The better performance of the proposed approach presents an advantage over previous methods to provide accurate patient similarities supporting precision medicine.
计算患者相似度在精准肿瘤学中具有重要意义,因为它有助于聚类和亚组识别,最终实现个性化治疗。大量生物医学数据的存在,其特点是特征集大且内容稀疏,这推动了新方法的开发,以计算能够融合异构数据源和现有知识的患者相似度。
在这项工作中,我们开发了一种基于矩阵三分解的数据集成方法,通过整合多种数据和知识来源来计算患者相似度。我们评估了所提出方法的准确性:(1)在几个相似度结构受噪声和数据稀疏程度增加影响的合成数据集上,以及(2)在一个来自急性髓系白血病(AML)研究的真实数据集上。最后将获得的结果与传统相似度计算方法的结果进行比较。

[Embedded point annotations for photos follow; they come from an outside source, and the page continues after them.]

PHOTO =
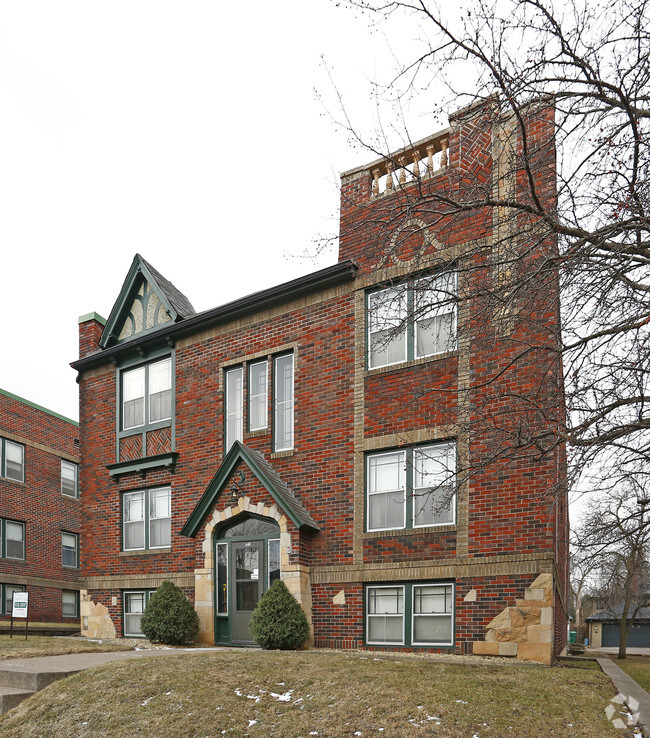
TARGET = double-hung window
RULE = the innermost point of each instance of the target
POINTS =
(69, 479)
(418, 614)
(411, 488)
(283, 402)
(70, 550)
(412, 320)
(234, 406)
(146, 519)
(8, 597)
(69, 603)
(147, 394)
(134, 604)
(13, 539)
(12, 460)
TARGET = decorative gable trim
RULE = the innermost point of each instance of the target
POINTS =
(268, 478)
(144, 283)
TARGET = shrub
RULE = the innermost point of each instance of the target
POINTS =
(278, 621)
(169, 617)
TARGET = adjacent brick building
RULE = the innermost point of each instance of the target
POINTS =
(371, 433)
(40, 514)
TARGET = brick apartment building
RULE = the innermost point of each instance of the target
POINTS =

在已知真实情况的合成数据集分析中,我们测量了重建正确聚类的能力,而在AML研究中,我们评估了用不同聚类获得的Kaplan-Meier曲线,并通过对数秩检验测量它们的统计差异。在存在噪声和稀疏数据的情况下,我们的数据集成方法在合成数据和AML数据中均优于其他技术。
在存在多个异构数据源的情况下,矩阵三分解技术可以成功地将所有信息融合到一个联合模型中。我们展示了这种方法如何能够有效地应用于发现有意义的患者相似度,因此可以被认为是一种可靠的数据驱动策略,用于为精准肿瘤学定义新的研究假设。
所提出方法的更好性能相对于以前的方法具有优势,能够提供准确的患者相似度以支持精准医学。